Guitares et guitaristes de légende : George Thorogood et la Gibson ES-125 mythique

Publié : 9h00 par Dom Kiris

Crédit image: CC by Matt Becker

La Gibson ES-125 de George Thorogood est devenue l’un des symboles du blues-rock. Trouvée pour quelques centaines de dollars, cette guitare vintage a forgé le son rugueux du leader des Destroyers.

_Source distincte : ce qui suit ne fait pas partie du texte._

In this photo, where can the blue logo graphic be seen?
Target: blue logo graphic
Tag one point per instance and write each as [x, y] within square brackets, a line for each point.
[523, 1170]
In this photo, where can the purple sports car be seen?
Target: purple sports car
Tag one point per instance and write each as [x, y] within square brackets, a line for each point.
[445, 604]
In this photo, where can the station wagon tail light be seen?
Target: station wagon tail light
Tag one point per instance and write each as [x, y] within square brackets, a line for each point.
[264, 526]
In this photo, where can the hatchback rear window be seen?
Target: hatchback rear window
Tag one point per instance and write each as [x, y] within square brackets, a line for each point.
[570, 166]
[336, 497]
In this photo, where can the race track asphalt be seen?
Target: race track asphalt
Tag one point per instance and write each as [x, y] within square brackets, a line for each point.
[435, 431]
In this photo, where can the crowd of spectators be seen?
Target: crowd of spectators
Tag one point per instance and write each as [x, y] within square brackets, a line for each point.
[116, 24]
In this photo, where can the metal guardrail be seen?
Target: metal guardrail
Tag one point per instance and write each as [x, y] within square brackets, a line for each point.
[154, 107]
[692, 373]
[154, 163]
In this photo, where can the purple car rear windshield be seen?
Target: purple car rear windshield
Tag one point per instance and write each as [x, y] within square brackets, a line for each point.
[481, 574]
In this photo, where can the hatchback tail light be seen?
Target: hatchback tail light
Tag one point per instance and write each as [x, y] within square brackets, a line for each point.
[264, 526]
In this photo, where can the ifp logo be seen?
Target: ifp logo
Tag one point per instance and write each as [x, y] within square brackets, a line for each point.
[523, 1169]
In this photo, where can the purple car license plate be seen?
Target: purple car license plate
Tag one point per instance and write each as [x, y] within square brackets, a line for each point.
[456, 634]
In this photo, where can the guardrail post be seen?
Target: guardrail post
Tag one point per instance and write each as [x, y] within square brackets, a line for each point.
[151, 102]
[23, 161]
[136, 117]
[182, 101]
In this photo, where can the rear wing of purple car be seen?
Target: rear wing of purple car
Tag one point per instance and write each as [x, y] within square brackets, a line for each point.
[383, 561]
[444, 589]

Depuis une tournée en première partie de The Rolling Stones en 1981, George Thorogood est entré dans le cœur du public avec fracas. Lors de ces concerts gigantesques, on a découvert un passionné de blues rock authentique avec une énergie colossale. L’énergumène, à peine impressionné par la foule a su capter l’attention en jouant des standards de blues savamment maîtrisés sur une grosse guitare archtop.

Visuellement cette Gibson ES 125 semble donner corps à un son énorme sorti des entrailles de son imposante caisse de résonance. En réalité c’est une semi-acoustique de la gamme des premières Électriques Spanish de chez Gibson introduite sur le marché dans les années 40.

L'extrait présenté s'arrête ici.